Juan Fernández Archipelago and Desventuradas Islands are home to the largest number of unique marine species globally
Press Release Date: February 9, 2016
Location: Santiago, Chile
Marine conservation organization, Oceana, submitted the outcomes of a report of two unprecedented expeditions carried out in 2014 and 2015 to Robinson Crusoe and Santa Clara islands, and to seamounts JF1 and JF2 at the Juan Fernández Archipelago. The study suggests that the islands have the highest levels of endemism observed in marine ecosystems globally.
The Mayor of Juan Fernández, Felipe Paredes, welcomed the report by stating that “we were missing a scientific study that could provide details about the actual amount of life existing in our marine ecosystems. The outcomes were quite surprising for us. While we had some idea, we were surprised to learn about the enormous amount of life thriving in these waters. This certainly poses a challenge in terms of managing and preserving these ecosystems for future generations”.
The report called “Benthonic Marine Biodiversity at the Robinson Crusoe and Santa Clara Islands and Seamounts JF1 and JF2” was based on expeditions conducted by Oceana, with a team made up by internationally renowned experts such as Dr. Alan Friedlander, professor at University of Hawaii and member of the Pristine Seas Program, National Geographic; Carlos Gaymer from Universidad Católica del Norte and the Ecology and Sustainable Management of Oceanic Islands ESMOI; Dr. Matthias Gorny from Oceana; and Dr. Álvaro Palma from Fisioaqua.
Scientists found that Robinson Crusoe and Santa Clara islands are a fish biodiversity hotspot with the highest levels of marine ecosystem endemism found to this date globally. Fish types accounted for 87.5% of endemic species, similar to those found in Desventuradas islands and higher to what has been reported in landmark sites such as Easter Island and Hawaii.
“About 62% of reef fish species known in Juan Fernández and Desventuradas only live there. This is two to three times higher than in other areas known for their endemism, such as Hawaii and Easter Island, where 25% and 22% of fish, respectively, are endemic,” said Alan Friedlander, scientist from the University of Hawaii who led the expedition to the islands.
The research also shows the status of seamounts JF1 and JF2 after more than 10 years of destructive trawling to catch alfonsino and orange roughy. Experts used a remotely operated vehicle (ROV) to shoot at 279 and 486 meters under the ocean. The impacts of trawling were apparent given the lack of alfonsino and orange roughy, and only few large corals, considering that they measured less than 10 centimeters and that they can take hundreds of years to grow.
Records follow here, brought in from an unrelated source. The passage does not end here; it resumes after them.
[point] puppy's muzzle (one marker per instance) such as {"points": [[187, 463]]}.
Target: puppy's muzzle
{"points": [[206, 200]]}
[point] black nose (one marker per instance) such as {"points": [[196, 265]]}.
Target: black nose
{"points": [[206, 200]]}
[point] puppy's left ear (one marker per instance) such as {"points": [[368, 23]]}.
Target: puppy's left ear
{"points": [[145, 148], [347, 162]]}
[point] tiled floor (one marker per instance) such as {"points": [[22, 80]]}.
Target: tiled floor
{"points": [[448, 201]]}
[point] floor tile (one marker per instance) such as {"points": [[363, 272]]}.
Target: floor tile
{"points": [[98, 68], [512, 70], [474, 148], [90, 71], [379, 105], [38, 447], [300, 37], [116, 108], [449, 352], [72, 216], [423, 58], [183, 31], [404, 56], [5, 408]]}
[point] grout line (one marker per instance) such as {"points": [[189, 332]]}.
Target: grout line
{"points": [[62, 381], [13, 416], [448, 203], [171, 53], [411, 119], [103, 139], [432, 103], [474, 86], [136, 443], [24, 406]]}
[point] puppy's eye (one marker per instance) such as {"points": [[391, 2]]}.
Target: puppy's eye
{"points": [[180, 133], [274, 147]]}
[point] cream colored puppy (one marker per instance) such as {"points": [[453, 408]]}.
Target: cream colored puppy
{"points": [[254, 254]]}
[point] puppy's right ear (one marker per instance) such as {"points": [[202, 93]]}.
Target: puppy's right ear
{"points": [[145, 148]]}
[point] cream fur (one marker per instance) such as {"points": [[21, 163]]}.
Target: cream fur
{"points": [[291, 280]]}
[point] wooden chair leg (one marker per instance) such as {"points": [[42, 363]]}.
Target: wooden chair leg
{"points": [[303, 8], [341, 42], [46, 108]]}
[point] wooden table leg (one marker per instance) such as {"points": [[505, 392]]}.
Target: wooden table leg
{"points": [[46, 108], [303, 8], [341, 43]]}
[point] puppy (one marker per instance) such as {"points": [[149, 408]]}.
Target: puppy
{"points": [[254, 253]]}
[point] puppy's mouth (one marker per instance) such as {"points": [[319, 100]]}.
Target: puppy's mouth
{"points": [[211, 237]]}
The lack of top predators also caught the attention of researchers, including sharks and cods, with only four individuals of shortspine spurdog (Squalus mitsukurii) found.
There are signs of recovery, however. Small corals similar to those existing in Desventuradas islands were observed, which could become a “seedbed” for these marine ecosystems. The presence of dwarf lobster and Callanthias fish in seamounts JF1 and JF2 would also suggest an important connection with Desventuradas, were both species have been found.
In October 2015, the President of Chile, Michelle Bachelet, announced the creation of the largest marine park in the Americas –the Nazca-Desventuradas Marine Park– extending for 298,000 square kilometers. This park will enable the protection of the islands and the recovery of species in nearby areas.
“Juan Fernández is an oceanic treasure, not only for its natural riches but for its people, who have been able to care for such a unique ecosystem. We hope Chile can support the community who wants to protect the area,” stated Alex Muñoz, Executive Director with Oceana.